Xi’s resume in provincial posts suggest he is open to private industry and some administrative reforms as long as they don’t jeopardize the Communist Party’s monopoly on power. He likes Hollywood flicks about World War II and has a daughter at Harvard University under an assumed name, though he has signaled he may be a staunch Chinese nationalist.

Tall, heavyset and married to a popular folk singer in the military, Xi is at ease in groups, in contrast to China’s typically stiff and aloof leaders, such as President Hu Jintao.

A Xi administration is expected to pursue a more forceful foreign policy based on Beijing’s belief that its chief rival Washington is in decline and that China’s rise to global pre-eminence is within reach.

“Xi was chosen in part because he has the large, assertive, confident personality to lead in that kind of strategy,” said Andrew Nathan, an expert on Chinese politics at New York’s Columbia University.

Xi will confront daunting challenges. After two decades of fast-paced growth and social change, the economy is flagging and China is under strain. A polarizing gap has left a few wealthy and many struggling and resentful. Rampant corruption is corroding already low reserves of public trust in officialdom.

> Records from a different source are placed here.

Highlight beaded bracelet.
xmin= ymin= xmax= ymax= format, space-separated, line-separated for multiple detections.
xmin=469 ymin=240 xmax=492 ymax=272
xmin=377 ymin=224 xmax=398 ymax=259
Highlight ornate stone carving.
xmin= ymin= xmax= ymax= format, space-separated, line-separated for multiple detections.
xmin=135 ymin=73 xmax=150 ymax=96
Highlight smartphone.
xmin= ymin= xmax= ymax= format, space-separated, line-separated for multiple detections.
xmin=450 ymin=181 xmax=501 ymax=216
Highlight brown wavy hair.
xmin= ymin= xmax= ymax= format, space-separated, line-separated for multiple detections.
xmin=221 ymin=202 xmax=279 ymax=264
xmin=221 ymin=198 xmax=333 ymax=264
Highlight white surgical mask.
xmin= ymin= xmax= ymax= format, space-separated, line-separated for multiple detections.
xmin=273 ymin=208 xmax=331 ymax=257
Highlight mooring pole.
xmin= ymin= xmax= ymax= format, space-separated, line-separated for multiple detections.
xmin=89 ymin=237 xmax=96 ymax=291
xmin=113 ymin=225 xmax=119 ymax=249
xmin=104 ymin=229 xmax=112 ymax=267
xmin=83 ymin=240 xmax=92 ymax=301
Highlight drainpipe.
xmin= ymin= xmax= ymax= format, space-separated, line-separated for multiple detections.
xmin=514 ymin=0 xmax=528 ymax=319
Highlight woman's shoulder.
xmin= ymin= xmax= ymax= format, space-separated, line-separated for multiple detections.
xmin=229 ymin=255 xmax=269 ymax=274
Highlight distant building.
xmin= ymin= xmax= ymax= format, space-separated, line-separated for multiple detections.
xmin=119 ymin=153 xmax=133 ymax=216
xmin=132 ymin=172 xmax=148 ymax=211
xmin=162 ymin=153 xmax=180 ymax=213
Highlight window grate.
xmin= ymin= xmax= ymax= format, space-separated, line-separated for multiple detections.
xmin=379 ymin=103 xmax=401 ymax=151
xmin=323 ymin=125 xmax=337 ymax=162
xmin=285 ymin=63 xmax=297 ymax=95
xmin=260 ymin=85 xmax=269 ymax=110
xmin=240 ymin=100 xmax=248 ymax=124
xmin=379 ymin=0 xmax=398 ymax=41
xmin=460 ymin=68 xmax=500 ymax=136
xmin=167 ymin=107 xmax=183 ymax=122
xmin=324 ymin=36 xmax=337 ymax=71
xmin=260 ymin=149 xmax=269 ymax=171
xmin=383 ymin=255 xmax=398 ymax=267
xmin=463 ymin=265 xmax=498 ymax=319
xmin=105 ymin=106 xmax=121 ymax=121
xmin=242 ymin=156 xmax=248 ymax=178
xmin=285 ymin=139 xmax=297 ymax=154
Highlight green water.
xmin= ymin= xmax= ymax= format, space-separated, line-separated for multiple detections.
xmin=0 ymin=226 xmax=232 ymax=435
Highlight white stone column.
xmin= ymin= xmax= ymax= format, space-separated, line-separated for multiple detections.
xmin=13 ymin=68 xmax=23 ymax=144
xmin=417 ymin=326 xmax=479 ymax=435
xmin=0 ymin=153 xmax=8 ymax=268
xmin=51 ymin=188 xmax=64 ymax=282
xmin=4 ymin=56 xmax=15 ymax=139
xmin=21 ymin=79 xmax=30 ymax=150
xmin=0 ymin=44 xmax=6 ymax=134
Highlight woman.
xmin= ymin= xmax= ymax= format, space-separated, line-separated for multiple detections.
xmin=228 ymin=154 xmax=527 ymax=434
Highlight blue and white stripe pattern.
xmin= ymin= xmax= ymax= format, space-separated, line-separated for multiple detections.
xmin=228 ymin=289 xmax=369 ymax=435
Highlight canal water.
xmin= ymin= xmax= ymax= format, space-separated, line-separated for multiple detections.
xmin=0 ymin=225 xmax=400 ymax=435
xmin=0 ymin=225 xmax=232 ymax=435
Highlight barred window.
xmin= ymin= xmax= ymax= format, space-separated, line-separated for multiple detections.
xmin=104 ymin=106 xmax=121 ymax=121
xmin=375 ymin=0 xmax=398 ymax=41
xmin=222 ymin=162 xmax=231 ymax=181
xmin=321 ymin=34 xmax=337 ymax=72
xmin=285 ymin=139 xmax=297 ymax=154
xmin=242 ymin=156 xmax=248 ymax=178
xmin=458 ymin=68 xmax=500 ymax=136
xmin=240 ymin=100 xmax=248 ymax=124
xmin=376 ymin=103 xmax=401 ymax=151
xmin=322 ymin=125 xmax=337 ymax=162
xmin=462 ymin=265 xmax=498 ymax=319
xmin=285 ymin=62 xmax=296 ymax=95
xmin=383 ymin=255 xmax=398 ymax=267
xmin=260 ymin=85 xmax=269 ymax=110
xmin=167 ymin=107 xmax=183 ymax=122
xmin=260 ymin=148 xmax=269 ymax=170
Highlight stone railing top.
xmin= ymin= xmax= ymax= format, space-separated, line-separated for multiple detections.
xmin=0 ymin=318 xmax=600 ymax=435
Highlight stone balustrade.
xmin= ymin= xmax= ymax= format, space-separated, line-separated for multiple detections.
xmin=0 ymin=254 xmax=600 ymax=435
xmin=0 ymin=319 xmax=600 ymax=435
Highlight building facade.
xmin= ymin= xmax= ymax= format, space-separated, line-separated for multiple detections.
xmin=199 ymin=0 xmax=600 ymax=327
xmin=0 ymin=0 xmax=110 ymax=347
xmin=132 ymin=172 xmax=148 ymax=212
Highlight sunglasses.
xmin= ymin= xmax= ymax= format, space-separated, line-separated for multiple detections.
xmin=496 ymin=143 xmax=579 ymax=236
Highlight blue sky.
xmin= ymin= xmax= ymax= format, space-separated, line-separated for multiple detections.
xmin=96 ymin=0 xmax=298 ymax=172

Beyond home, China is locked in sharp elbowing over territory with Japan and Southeast Asian neighbors. At the same time, Beijing feels hemmed in by the United States, which is shoring up ties with countries on China’s edge.

As the son of one-time Vice Premier Xi Zhongxun, the younger Xi spent the 1950s in a world of comfortable homes, chauffeur-driven cars and the best schools when most Chinese were desperately poor.

But the elder Xi fell afoul of the increasingly paranoid communist chief, and Mao demoted him in 1962. The son was dispatched to rural Shaanxi province in 1969 as part of Mao’s campaign to toughen up educated urban youth during the chaotic Cultural Revolution. When caught returning to Beijing, he was sent to a labor camp for six months. Back in Liangjiahe, he helped build irrigation ditches.

“Knives are sharpened on the stone. People are refined through hardship,” Xi said in a rare 2001 interview with a Chinese magazine. “Whenever I later encountered trouble, I’d just think of how hard it had been to get things done back then and nothing would then seem difficult.”

Local Communist Party officials and police in Liangjiahe followed reporters on a visit and asked them to leave, showing how the party wants to control information about Xi’s past. But they did allow brief interviews, including with Shi, described by villagers as Xi’s former “iron buddy.”

Shi stood across from the now-abandoned, one-room home where Xi lived with a local family, and recalled the day Xi departed at age 22. “No one wanted to see him go,” Shi said.

Rejected for Communist Party membership nine times due to his father’s political problems, Xi finally gained entry in 1974 and then attended the elite Tsinghua University.

He would later return to Liangjiahe only once, in 1992, when he gave an alarm clock to each household, Shi said.

Xi went on to earn a chemistry degree, by which time Mao had died and his father been restored to office. Xi next secured a plum position as secretary to Defense Minister Geng Biao, one of his father’s old comrades.

But Xi took the unusual step three years later of jumping to a lowly post in rural Hebei province, because he wanted to “struggle, work hard, and really take on something big,” Xi told Elite Youth magazine’s now-deceased editor Yang Xiaohuai.